現れたキーマン
しかしながら、分からないところもまだまだある。
例えば、ファントムが殺した人物の記憶だ。
リュクレーヌの両親が殺された事を、ルーナエ以外の誰も気づかなかったうえに、両親の記憶を関係者から消すことが出来るというファントムの発言。

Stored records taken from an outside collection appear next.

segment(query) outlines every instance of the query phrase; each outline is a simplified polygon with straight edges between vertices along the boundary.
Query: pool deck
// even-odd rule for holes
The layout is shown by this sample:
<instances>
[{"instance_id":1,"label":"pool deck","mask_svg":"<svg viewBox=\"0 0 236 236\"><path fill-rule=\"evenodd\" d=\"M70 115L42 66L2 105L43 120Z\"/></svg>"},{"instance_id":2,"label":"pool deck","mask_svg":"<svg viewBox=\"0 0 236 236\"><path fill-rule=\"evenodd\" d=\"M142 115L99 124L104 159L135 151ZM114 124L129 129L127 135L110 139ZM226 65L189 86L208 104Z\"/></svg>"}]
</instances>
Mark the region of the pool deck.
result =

それどころか、この能力は他の集落にも既に使っているという。
ファントムは魔術を使って記憶を操作しているのか?
なぜ、ファントムがブラーチの事を知っている?
なぜ、ファントムはルーナエが対マスカ用の武器を作る事を止めなかった?
そして、一番の謎、迷宮を作るとはどういう事だろうか?
挙げるとキリがない。やはり、ルーナエ──ファントムを探すしかないのだろうか。
「それにしても、読むのにかなり時間かかっちゃったね」
状況を整理するために、また謎を洗い出すために少しずつ読んでいった。
魔術の本を全てブラーチに託してしまったので途中調べ物を出来なくて困った面もあった。
結局全てを整理するのに五日ほどかかった。
ブラーチの方も学術書の解析も佳境に差し掛かっているところだろう。
「まだ、分からないところも沢山ある。後はブラーチの返事と照らし合わせながら……だな」
「ルーナエさん、ファントムの監視下で大変だったのに、よく日記に残したよね」
「あぁ。有難い限りだな」
「一冊の本を読んでいる感覚だったよ」
「それは光栄だな」
リュクレーヌのものともフランのものとも違う三人目の声がした。
二人は思わずその三人目の声を探す。
事務所のドアが開いていた。
二人の視線の先にはリュクレーヌとよく似た顔を持った男が立っていた。
「お前……」
「久しぶり、兄さん」
男はニコリと微笑む。
──ファントムが姿を現した。
直感的に理解したフランは、スチームパンク銃を構えた。
「リュクレーヌ!下がって!」
威嚇するように銃口を向ける。
それでもファントムは動じない。
それどころか、両手を上げて、降参するようなポーズをとった。
「フラン、心配しないで。僕はファントムじゃない。ルーナエだ」
銃を向け緊迫した表情をしたフランに言う。
信じられるか、証拠はあるのかと
リュクレーヌはフランの背後から問うことにした。
「その、証拠は」
「残念ながら無い」
ファントムはため息をつきながら首を振る。
それならばこの威嚇の手を緩めるわけにはいかない。
だが、引っかかる点もある。
目の前に居るこの男が本当にファントムだとすれば、部屋に入って自分たちが気づかない間に攻撃を仕掛ける事だって可能だったはずだ。
それでも、彼は何も危害を加えなかった。
かと言って、彼がファントムでないという証拠はない。
フランは、銃口はそのまま、顔をリュクレーヌの方に向けて二人は見つめ合う。
「……どうする?」
「俺に考えがある」
そう言って、リュクレーヌは電話を掛けた。